The jolt of fear, the deep breath, the suppression of any visible trembling; Agatha rose slowly, blotted her letter on the mat, and placed her pen in its holder.
“Tell Mr. Kent I’ll be right there,” she said, letting the maid hurry down while she took off her gloves, and the woolly blanket she used as a shawl, and proceeded in a dignified glide through the upper hall and down the polished stairs. No point in running and perhaps slipping, twisting an ankle. No point in assuming her husband was calling from London with some emergency. Better to keep to one’s carefully constructed life of patience…
“I got a coded telegram from Hugh’s surgeon,” said John. “Grange, Wheaton, Bookham, Sidley STOP Blighty bound STOP HS Folkestone 18:00 STOP.”
“Oh my God, they’re hurt,” said Agatha.
“I telephoned Major Frank at the hospital, and he’s sending his ambulance. They’re coming home, Agatha.”
“I must get to Folkestone,” she said.
“I’m taking a train in an hour,” said her husband. “Let me handle this, Agatha. We don’t know what we’ll find.”
“I’m coming,” said Agatha. “No force on earth will keep me from those docks.” She put the telephone back in its cradle and called wildly for Celeste, Jenny, Cook, and Smith. The household came running.
—
Beatrice was leaving school to go home for her midday dinner when Agatha Kent all but overtook her on the street with no greeting.
“Mrs. Kent?

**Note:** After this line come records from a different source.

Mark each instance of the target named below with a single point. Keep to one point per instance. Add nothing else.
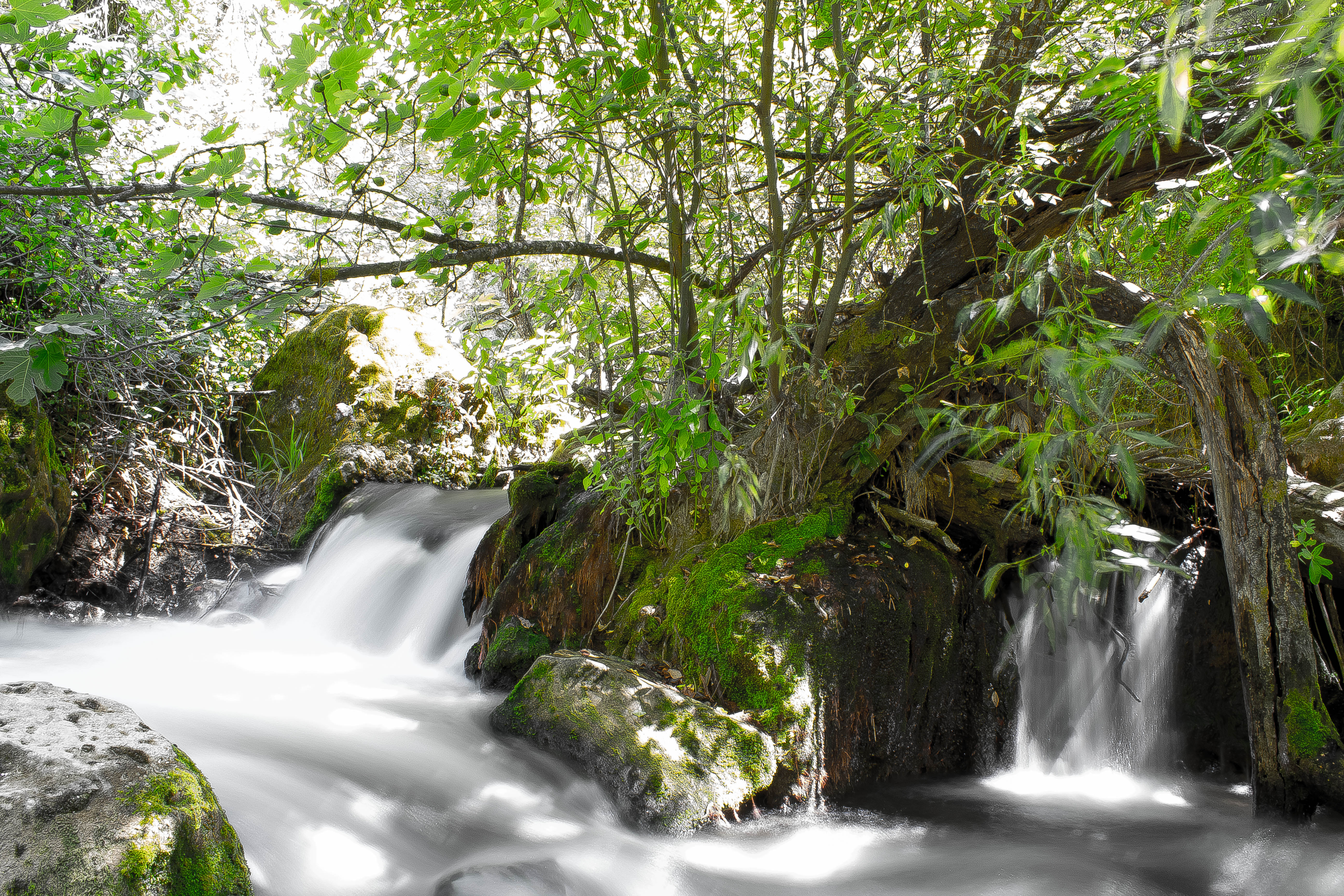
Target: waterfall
(1096, 671)
(388, 573)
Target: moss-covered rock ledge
(34, 495)
(862, 652)
(373, 395)
(673, 764)
(96, 804)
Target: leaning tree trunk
(1298, 760)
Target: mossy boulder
(537, 499)
(34, 495)
(1316, 444)
(861, 655)
(509, 655)
(93, 802)
(370, 394)
(673, 764)
(975, 502)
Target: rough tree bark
(1298, 758)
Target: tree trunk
(1298, 758)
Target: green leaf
(1291, 292)
(1174, 95)
(1252, 312)
(213, 287)
(581, 23)
(1308, 111)
(221, 134)
(37, 14)
(302, 54)
(347, 64)
(100, 96)
(17, 365)
(49, 366)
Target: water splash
(1097, 679)
(388, 574)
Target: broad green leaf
(221, 134)
(1174, 95)
(1308, 111)
(36, 14)
(1291, 292)
(213, 287)
(100, 96)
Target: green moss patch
(706, 617)
(1310, 727)
(205, 859)
(331, 489)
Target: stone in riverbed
(92, 801)
(673, 764)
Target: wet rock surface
(1316, 445)
(93, 801)
(673, 764)
(509, 656)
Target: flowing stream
(353, 757)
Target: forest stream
(354, 757)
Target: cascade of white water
(388, 574)
(1097, 679)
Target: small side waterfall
(388, 573)
(1096, 674)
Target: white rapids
(355, 758)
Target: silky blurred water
(354, 757)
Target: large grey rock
(93, 801)
(1316, 445)
(671, 762)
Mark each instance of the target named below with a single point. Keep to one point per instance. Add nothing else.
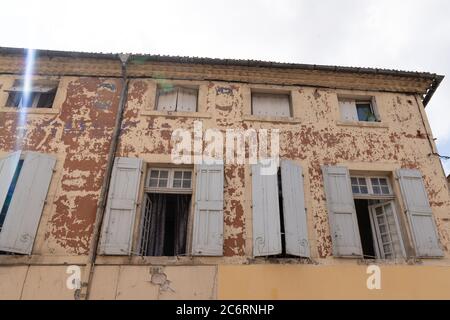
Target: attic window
(274, 105)
(358, 110)
(40, 95)
(177, 98)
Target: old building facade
(88, 180)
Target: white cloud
(377, 33)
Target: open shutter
(341, 212)
(420, 215)
(187, 100)
(348, 110)
(266, 213)
(8, 166)
(208, 218)
(167, 100)
(294, 211)
(120, 212)
(24, 213)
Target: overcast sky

Agatha?” called Beatrice.
“I can’t stop,” said Agatha. “I have to get to Folkestone and of course the car was taken weeks ago and all the trains are hopeless these days so I have to find anyone with a car or a lorry.” Most of the private cars had been acquired by the army for war service, and the trains were so slow and full of troops that travel had become difficult.
“A pair of horses might get you there in a few hours,” said Beatrice. It was over thirty miles to Folkestone, but a horse might do the trip in four or five hours at a trot.
“But they would be spent and lame from the effort and I would not get home again.” She stopped and took a deep breath. “The boys are on a hospital ship with Harry Wheaton and young Sidley,” she added, looking stricken. “They may all be badly injured. We just don’t know.”
“Alice Finch,” said Beatrice. “We must find Alice Finch.” Alice had managed to get her motorbike grudgingly exempted as part of her beloved motorbike and bicycle messenger corps. The corps included certain stalwart ladies, some scouts, and assorted amateur male cyclists too old or young for military service, who enjoyed the thrill of cycling through the dark, carrying messages between shoreline sentry posts.
“A motorbike?” asked Agatha. “I don’t know.”
“Nonsense,” said Beatrice. “I only hope she can take both of us because I’m coming with you.” She gave no thought to her afternoon classes. An image of Hugh, bleeding and pale on a stretcher, was before her eyes as they hurried up the hill to Alice’s cottage and rousted her and Minnie Buttles from their luncheon. Alice agreed at once to take them, and Minnie ran to find them goggles and a pair of motorcycle breeches for Beatrice, who would have to ride astride. The motorbike was dragged from the shed, and Agatha pushed and shoved into the sidecar, an extra can of petrol under her feet. Then Beatrice tucked the unfamiliar breeches firmly into her belt and climbed behind Alice. A running start, pushed from behind by Minnie, and the engine roared to life. Alice opened the throttle, and in a sight that brought shopkeepers to their doors and made the dogs bark, three ladies flew down the high street and away across the marsh, hair and hat ribbons flying in the wind.